Görünür evren 14 milyar ışıkyıllık bir yarıçapa sahipmiş gibi görünüyor, çünkü evren yaklaşık 14 milyar yaşında. Daha uzak nesnelerden gelen ışıkların en basit anlamda bize ulaşacak zamanları olmadı. Bu nedenle evrendeki herkes, kendilerini kendi görünür evrenlerinin ortasında bulacak. Evrenin kusursuz ölçeği, evrenin genişlemekte olduğu gerçeğiyle karmaşıklaşmaktadır. Görünür evrenin kenarında gördüğümüz gökadalar, ışıklarını bize çok daha yakınken salmışlardı ve şimdi bizden çok daha uzakta olacaklar.
Evrenin gerçek boyutları, muhtemelen görünür evrenden çok daha büyüktür. Evrenin geometrisi, onun sınırsız büyüklükte olabileceğine ve sonsuza kadar genişleyebileceğine işaret eder. Evren sonsuz değilse bile, görünür evrenimiz çok daha büyük bir bütünlüğün içerisinde küçücük bir nokta kadar olmalı.

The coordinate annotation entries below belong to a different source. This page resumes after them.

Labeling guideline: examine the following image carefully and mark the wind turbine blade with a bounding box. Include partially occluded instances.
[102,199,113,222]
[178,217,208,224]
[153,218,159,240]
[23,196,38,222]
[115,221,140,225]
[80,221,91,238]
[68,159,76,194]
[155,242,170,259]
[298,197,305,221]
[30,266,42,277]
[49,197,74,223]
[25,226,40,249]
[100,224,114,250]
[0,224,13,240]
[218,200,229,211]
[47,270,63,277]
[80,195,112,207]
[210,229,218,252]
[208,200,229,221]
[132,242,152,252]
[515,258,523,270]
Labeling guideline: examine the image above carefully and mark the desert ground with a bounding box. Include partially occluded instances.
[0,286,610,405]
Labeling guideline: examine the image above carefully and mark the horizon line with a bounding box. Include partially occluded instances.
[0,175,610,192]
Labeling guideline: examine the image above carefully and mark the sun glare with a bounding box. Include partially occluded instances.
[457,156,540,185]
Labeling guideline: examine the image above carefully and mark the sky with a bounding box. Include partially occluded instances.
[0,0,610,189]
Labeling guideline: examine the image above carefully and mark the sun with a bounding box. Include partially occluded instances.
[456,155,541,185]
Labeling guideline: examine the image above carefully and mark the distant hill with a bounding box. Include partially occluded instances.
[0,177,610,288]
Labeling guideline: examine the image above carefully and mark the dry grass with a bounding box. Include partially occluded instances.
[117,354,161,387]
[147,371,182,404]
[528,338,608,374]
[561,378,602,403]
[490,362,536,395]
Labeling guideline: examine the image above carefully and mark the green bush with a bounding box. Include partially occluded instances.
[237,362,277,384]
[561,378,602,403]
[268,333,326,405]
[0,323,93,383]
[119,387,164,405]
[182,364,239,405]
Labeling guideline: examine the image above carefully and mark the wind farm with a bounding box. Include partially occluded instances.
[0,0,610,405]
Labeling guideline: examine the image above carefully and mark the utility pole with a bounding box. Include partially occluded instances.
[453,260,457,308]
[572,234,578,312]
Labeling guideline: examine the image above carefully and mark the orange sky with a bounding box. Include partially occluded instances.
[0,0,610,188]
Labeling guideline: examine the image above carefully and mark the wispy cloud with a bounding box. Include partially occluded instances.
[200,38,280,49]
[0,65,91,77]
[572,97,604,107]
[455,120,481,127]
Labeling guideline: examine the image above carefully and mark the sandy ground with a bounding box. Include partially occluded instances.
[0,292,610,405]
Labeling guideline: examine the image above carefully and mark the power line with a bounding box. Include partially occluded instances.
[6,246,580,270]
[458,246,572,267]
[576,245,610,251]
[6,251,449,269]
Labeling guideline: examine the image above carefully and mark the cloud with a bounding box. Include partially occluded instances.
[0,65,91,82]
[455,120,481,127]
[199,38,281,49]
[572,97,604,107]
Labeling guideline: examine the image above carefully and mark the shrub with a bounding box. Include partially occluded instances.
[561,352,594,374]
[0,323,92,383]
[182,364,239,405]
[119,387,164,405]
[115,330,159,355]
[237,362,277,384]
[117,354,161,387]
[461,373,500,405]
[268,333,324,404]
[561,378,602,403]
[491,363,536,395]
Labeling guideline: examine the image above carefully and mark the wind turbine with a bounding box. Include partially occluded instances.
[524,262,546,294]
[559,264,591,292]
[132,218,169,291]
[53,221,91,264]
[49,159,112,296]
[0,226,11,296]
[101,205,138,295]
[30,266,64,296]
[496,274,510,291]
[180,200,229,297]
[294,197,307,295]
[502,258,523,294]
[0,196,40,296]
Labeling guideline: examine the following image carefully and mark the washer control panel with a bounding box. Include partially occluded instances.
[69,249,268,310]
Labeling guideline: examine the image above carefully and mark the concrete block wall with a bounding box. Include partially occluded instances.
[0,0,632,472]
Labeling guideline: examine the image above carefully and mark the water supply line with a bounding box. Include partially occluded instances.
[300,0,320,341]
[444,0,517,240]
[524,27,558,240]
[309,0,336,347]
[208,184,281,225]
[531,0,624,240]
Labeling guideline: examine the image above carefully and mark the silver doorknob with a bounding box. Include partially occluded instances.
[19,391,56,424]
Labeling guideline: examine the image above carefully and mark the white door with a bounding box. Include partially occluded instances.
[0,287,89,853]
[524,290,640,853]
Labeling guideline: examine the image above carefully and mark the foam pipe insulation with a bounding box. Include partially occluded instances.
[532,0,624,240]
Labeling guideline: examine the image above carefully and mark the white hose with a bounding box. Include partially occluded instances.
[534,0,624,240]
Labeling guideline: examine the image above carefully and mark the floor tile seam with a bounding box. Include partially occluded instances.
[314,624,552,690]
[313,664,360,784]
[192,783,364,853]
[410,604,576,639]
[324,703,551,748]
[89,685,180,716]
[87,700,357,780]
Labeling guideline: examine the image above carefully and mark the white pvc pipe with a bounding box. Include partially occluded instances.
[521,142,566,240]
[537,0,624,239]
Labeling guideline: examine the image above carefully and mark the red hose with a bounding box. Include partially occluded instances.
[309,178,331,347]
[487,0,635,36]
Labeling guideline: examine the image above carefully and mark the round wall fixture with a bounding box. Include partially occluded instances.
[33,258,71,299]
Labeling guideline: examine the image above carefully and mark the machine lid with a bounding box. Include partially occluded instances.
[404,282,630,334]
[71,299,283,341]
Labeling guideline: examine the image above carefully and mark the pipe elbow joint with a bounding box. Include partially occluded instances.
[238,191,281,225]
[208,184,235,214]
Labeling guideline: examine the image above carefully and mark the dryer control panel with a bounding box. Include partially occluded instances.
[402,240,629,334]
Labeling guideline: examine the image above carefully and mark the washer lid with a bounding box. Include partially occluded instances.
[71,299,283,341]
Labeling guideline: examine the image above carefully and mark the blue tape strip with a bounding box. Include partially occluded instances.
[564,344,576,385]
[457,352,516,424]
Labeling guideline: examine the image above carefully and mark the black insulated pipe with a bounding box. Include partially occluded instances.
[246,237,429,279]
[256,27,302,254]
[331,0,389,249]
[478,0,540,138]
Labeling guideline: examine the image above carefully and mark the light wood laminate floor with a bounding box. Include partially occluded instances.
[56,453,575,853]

Allah'ın büyüklüğüne küçücük bir örnek. Emeklerinize sağlık. Mükemmel bir konu .
 

MURATS44

Özel Üye
Teşekkür ederim yorumlarınız için. Konuyu çok daha önce açılmış bir konu ile birleştirerek daha güzel hale getirmişsin kehribar. Resimlere bakınca ALLAH'ın büyüklüğünü daha güzel idrak ediyoruz değil mi? Dünya ne kadar da küçükmüş meğer? Konuyu hatırlattığın için teşekkür ederim.Güzel yorumlarınız için eyvalah..
 

NuSReT

Aktif Üyemiz
Evrendeki en büyük yıldız

içindeki sadece bir yıldızın büyüklüğü bu kadarsa kainatın büyüklüğüne akıl sır ermez.Hiç bir teknoloji bunu bilemez. Allahın büyüklüne ve kudretini kimse ölçemez. Görünen evren kısıtlı bir alan görülmeyen görülemeyen yerlerde kim bilir neler var daha.